Others like Bond feel that the Supreme Court has backed away from the already established mechanisms used to fight voter suppression.
“This is a bad, bad day for civil rights,” says Bond. “There’s a proven record of discrimination in many states in this country. We can see during the last election these attempts at voter suppression nationwide in states both North and South. To imagine that this problem has been solved–or even more, to imagine that Congress, which is so dysfunctional, could deal with correcting this, is a myth.”
“All the Court said in this case was that the current formula that Congress used to determine which states were covered and which states weren’t wasn’t current–it was based on awful things that happened in 1960s that justified the measure then,” says Nieman. “The way that the law is written, unless there’s a coverage formula in place, Section 5 simply does not operate.”
There are more updates to come.

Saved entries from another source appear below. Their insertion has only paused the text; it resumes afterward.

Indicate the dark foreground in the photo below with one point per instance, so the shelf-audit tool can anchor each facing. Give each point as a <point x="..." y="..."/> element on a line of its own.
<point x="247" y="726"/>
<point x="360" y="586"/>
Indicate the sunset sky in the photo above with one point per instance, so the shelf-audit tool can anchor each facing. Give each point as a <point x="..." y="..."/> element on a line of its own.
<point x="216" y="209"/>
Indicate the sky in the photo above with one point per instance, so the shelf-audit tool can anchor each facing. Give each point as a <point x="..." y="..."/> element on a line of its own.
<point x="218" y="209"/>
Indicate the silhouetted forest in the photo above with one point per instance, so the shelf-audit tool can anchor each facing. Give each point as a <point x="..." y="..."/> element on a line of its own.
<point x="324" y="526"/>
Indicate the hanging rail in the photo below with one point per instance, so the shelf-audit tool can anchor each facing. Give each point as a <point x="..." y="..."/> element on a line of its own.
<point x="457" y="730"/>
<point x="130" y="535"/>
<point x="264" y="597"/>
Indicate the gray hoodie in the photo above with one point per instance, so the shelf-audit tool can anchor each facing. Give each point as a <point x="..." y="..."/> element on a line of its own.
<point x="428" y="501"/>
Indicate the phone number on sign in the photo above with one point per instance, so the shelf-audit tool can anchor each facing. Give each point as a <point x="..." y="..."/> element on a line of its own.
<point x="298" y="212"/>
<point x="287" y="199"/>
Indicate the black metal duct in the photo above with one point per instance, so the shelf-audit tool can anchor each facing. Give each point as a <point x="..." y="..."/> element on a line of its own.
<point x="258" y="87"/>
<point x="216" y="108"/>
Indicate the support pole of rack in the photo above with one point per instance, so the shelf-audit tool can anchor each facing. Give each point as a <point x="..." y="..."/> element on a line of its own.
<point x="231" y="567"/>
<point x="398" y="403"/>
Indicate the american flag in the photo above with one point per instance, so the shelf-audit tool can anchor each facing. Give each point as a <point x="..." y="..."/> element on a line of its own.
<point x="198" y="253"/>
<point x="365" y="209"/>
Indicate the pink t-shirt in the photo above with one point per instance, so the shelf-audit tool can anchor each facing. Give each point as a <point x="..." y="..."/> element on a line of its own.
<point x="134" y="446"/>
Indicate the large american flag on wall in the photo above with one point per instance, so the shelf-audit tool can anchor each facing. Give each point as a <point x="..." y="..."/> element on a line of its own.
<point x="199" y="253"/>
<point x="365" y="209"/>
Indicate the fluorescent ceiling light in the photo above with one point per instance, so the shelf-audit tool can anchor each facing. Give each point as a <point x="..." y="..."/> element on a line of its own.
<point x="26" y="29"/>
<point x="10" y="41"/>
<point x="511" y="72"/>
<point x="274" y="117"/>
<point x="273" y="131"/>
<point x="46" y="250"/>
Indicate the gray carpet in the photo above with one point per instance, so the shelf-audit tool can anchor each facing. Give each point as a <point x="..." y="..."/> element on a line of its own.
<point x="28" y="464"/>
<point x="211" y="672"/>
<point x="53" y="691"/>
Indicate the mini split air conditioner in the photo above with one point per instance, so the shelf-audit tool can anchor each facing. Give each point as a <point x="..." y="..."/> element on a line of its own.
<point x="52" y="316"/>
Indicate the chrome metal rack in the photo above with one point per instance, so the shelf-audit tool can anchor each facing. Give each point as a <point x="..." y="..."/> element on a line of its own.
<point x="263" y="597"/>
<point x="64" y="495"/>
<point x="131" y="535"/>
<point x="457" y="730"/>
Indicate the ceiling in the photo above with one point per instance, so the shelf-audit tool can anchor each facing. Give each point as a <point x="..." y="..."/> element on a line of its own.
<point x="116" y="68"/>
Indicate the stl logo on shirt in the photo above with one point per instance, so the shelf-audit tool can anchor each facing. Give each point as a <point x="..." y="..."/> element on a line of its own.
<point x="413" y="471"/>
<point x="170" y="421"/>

Right now, check out the below to see what people are saying around the Web:
From the dissent: The sad irony of today’s decision lies in its utter failure to grasp why the VRA has proven effective.
– SCOTUSblog (@SCOTUSblog) June 25, 2013
American citizens withstood beatings, firehoses and dogs to see the law passed. Some even gave their lives. #VRA is a vital tool. Agree?
– Donna Brazile (@donnabrazile) June 25, 2013
This is the court, with a slim majority, making a purely factual determination different from Congress. That’s it.
– Christopher Hayes (@chrislhayes) June 25, 2013
Arguing that VRA created voting parity is a not a justification for its extension. You don’t take chemo after cancer goes into remission.
– Ben Shapiro (@benshapiro) June 25, 2013
For those upset about VRA decision, at least understand why SCOTUS says the formula must be changed: pic.twitter.com/53uX7aR83d
– Erick Erickson (@EWErickson) June 25, 2013
Ginsburg: “One would expect more from an opinion striking at the heart of the Nation’s signal piece of civil-rights legislation.”
– Irin Carmon (@irincarmon) June 25, 2013
SCOTUS took a step backward on voting rights, on civil rights, & on justice for all. The decision is a cue for Congress to strengthen #VRA.